Boomer Business Owners Beware ..A Shot Across the Bow

Posted on October 7, 2016

Written By: Terence J. Shepherd,

Baby boomers…the generation born between 1945 to 1964 were originally defined because of the peak birth rates that resulted from the men returning home from WWII after their long absence. Since their birth, they have supercharged the economy by their unprecedented shear numbers, creating huge waves of demand and opportunity.

From the baby years of diapers, baby furniture and toys, through childhood needs for bicycles, school clothes and new school facilities, to young adulthood demands of automobiles, college enrollment and new home construction, each age cycle brought new demands and new business opportunities. In the aftermath of their wake however, they also leave a trail of excess supply, as the generation that follows them is significantly smaller.

Kenneth Gronbach in his book The Age Curve, points out numerous examples of this change in demand. One example he points out, is the 10 to 15 percent public school closings resulting from the dramatic drop off in enrollment compared with the boomers.  Another example he gave had to do with his personal experience with Honda motorcycles (which also affected the industry as a whole) and how through a six year time period from 1986 to 1992 there was an 80% drop in revenues as a result of the steep drop off in population between the two generations.

He described it as, “someone turning off the faucet and we didn’t know who or why.” Upon subsequent research, he found out the underlying cause and he repeatedly states his finding in his book. His premise is simple; “when a large generation, such as the Boomers leaves the market and is replaced by a smaller generation, such as GenXer’s, sales are going to drop.”

The intention of his book was to convince readers to recognize this, believe it and most importantly, put this knowledge to use. In other words, to do something about it!

So it is with his warning that I want to reach out to the Boomer Business Owners (BBO).
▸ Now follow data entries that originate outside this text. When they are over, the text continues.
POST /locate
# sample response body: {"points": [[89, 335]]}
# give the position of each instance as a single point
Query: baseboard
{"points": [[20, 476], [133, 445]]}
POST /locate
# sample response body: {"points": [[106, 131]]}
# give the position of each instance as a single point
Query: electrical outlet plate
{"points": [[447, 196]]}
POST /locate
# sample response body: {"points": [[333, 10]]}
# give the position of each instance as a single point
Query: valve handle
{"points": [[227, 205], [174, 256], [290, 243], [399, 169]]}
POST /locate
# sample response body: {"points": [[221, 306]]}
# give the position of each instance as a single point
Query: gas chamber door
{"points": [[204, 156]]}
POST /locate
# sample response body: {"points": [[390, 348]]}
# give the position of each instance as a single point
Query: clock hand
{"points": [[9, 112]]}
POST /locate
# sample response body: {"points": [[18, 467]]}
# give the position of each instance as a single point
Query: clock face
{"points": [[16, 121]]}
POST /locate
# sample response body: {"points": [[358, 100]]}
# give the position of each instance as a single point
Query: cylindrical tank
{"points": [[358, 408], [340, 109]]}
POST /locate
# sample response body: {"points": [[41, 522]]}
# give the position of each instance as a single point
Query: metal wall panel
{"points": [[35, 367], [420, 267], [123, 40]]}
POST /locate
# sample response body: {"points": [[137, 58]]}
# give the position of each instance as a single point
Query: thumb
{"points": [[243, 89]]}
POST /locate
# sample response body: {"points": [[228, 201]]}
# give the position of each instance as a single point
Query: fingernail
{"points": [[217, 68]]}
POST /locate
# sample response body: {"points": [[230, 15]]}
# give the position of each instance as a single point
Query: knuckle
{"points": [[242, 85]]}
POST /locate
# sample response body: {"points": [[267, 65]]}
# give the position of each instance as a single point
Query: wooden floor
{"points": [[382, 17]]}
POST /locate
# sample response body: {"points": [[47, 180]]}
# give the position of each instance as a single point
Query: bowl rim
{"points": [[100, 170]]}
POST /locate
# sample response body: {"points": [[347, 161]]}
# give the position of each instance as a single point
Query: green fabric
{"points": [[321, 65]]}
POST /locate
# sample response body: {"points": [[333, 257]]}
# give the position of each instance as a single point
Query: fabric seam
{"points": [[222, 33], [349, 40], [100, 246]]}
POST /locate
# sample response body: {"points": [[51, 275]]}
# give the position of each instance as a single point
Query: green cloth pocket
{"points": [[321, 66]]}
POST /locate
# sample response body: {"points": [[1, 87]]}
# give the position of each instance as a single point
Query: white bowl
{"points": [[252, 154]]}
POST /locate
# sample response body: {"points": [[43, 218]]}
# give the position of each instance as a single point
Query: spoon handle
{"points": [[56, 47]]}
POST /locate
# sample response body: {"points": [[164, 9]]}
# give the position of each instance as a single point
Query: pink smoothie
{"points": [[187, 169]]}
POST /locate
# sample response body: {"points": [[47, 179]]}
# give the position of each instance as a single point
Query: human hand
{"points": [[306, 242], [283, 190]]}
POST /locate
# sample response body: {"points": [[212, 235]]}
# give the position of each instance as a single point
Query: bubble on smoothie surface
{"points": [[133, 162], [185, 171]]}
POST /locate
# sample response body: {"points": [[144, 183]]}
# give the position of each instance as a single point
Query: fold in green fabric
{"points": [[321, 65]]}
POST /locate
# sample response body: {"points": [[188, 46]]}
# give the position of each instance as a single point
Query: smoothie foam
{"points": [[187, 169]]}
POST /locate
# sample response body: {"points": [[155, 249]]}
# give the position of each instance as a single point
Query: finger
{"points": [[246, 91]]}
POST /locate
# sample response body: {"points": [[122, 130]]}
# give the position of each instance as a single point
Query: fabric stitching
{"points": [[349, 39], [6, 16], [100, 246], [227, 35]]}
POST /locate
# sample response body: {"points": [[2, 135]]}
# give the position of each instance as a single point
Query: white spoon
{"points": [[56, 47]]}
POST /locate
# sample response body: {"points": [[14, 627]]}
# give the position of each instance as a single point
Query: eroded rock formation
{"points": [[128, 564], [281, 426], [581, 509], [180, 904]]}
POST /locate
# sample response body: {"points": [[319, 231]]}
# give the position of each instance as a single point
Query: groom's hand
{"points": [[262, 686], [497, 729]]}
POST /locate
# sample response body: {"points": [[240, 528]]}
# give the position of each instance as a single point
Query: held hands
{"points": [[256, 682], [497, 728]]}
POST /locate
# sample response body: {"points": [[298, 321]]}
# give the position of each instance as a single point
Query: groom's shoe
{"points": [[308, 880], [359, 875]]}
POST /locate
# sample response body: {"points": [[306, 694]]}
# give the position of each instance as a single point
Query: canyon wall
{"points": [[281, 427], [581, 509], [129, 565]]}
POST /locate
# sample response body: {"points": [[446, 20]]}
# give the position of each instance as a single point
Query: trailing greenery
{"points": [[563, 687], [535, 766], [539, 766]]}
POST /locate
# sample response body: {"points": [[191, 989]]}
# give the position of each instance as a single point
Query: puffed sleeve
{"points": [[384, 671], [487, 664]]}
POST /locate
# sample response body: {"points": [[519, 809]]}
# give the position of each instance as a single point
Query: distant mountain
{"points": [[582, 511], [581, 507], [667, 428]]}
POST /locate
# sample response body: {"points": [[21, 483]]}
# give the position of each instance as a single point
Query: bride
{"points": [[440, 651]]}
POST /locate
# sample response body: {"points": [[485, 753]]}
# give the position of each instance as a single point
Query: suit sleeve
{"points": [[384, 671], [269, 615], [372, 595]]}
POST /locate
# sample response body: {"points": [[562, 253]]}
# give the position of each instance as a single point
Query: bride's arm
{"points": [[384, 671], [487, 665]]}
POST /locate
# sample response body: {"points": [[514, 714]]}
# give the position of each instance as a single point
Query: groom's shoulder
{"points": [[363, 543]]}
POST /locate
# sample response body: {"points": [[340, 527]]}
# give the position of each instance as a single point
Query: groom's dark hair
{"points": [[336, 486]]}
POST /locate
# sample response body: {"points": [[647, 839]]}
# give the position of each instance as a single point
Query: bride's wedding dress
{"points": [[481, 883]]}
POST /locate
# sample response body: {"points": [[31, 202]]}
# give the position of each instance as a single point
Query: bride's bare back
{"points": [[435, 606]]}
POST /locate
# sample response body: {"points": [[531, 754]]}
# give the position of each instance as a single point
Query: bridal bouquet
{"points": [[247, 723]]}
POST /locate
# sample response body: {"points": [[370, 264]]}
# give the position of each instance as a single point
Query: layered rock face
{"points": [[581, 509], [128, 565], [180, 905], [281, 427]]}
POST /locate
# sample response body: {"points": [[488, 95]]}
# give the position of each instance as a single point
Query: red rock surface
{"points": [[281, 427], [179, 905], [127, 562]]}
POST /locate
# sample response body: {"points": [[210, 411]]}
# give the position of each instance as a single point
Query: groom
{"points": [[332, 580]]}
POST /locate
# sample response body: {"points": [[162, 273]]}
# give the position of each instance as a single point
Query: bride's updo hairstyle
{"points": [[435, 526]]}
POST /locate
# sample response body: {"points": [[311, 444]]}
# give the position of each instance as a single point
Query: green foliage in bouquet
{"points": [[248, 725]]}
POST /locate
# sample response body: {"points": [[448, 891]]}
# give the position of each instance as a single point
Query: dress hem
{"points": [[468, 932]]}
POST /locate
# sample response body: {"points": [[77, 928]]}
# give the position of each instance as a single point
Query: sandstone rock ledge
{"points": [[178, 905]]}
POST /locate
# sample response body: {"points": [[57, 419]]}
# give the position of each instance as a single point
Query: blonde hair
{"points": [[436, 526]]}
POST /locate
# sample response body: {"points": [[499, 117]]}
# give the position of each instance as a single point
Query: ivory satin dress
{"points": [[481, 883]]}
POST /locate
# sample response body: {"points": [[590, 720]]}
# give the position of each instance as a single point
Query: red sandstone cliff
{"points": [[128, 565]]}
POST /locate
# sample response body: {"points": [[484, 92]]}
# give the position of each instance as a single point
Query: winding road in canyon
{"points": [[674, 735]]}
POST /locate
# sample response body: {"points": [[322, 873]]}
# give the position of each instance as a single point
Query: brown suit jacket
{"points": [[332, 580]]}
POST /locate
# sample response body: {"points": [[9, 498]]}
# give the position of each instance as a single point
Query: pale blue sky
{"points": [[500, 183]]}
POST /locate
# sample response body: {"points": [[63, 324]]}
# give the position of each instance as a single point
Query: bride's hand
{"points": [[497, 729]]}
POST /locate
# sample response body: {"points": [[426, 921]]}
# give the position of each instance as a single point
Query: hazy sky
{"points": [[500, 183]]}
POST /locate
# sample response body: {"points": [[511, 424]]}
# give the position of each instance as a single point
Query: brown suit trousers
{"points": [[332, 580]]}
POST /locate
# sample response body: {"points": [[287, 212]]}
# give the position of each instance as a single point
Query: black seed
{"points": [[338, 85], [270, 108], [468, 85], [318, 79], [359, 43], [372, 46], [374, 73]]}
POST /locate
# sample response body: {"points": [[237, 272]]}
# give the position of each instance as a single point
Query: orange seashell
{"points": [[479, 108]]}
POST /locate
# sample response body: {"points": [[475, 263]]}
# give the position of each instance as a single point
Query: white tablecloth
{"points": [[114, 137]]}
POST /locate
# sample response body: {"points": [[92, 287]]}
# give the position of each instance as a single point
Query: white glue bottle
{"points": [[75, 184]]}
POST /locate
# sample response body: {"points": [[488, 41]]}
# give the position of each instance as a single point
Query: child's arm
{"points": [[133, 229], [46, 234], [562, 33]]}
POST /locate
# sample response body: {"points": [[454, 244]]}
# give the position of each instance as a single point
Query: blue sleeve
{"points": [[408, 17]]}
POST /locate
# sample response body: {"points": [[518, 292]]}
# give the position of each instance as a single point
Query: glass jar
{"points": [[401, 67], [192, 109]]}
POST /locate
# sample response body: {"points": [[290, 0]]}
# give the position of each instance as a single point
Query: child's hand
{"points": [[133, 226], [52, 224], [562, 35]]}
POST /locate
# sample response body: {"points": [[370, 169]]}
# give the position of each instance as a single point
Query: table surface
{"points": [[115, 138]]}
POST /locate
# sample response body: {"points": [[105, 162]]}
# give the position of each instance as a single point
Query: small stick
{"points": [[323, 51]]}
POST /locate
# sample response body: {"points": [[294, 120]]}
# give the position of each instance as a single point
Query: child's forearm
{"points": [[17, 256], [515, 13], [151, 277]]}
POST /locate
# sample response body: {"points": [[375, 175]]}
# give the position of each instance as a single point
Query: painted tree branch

As with every cycle before, BBO’s will all be heading to the exit gate from their business at the relative same time. Think about it!  There will be lots of sellers hitting the marketplace at the same time, with a small pool of potential buyers from the generation that follows.

On the surface, what does this mean? At worst, there will be a lot of businesses that won’t find buyers and will simply close by liquidating their assets. And those fortunate to find a buyer, without further action, will undoubtedly receive a value far less than they expect or would have otherwise received, if there was greater demand or their business was highly differentiated.

Baby boomers have rewritten the rules at every stage of their lives. They will rewrite the rules of retirement as well.    The McKinsey Quarterly, 2007

You’ve heard the warning and the question now becomes, in the words of Mr.  Gronbach, “how will you put this knowledge to use?” With proper planning and a sufficient timeline to execute a plan, you can identify the ideal buyer group that will best meet your personal objectives, your business can stand out from the crowd and you can demand a higher sales value.

Sadly, few business owners are paying attention to the upcoming marketplace dynamics. Currently, there is very little formal exit planning by BBO’s. In my company’s survey in 2008, only 9% of respondents had a formal written plan and in our follow up survey in 2011, 14% of respondents reported they had one. This range in our two surveys is fairly consistent with other surveys in the market place. In short, very little planning is underway.

Unlike what many business owners think, that one day when they decide to exit, they’ll simply list it for sale or pass it onto family and be on their way, it involves much more to exit successfully.  And similar to your retirement and other investments, the longer the time period you have to plan and execute, the better the results. At a minimum, for a successful exit or transition, planning is a 2 to 5 year time period.

Keep in mind, time is needed to build a management team, transfer management knowledge and responsibilities, build the business’ value to meet personal objectives and to get the business owner ready for life after the business. Depression in the first three years of retirement is over 60%, so personal planning is also crucial in the process to determine what will replace both the time and the fulfillment the business brought to the owner.

Lastly, proper planning also needs to consider the timeline it takes to market and close a business’s sale. In a 2012 study of the Lower Middle Market (Values $2M to $50M) which was published in 2013, MarketPulse reported that it took eight months to two years for a business sale deal to close.

With that report came this warning from Kevin Dempsey, principal of Summa Financial Group and chairman of M&A Source: “Companies in the lower middle market really need to be proactive in their planning. Burnout and family issues are leading reasons these owners sell, but when it takes a year or more to sell a company, you don’t want to be reacting to negative triggers – especially as buyers put the most value on your last 12 months of business performance.”

Heed Mr. Gronbach’s warning. With Boomers, there have always been peaks followed by valleys. Know that there is not necessarily going to be a robust marketplace waiting for your company when you decide to sell, so plan accordingly. It will make all the difference in the world to either being a winner or being a loser when you’re cashing out from all of those years of hard work. You’ve been warned; the rest is up to you.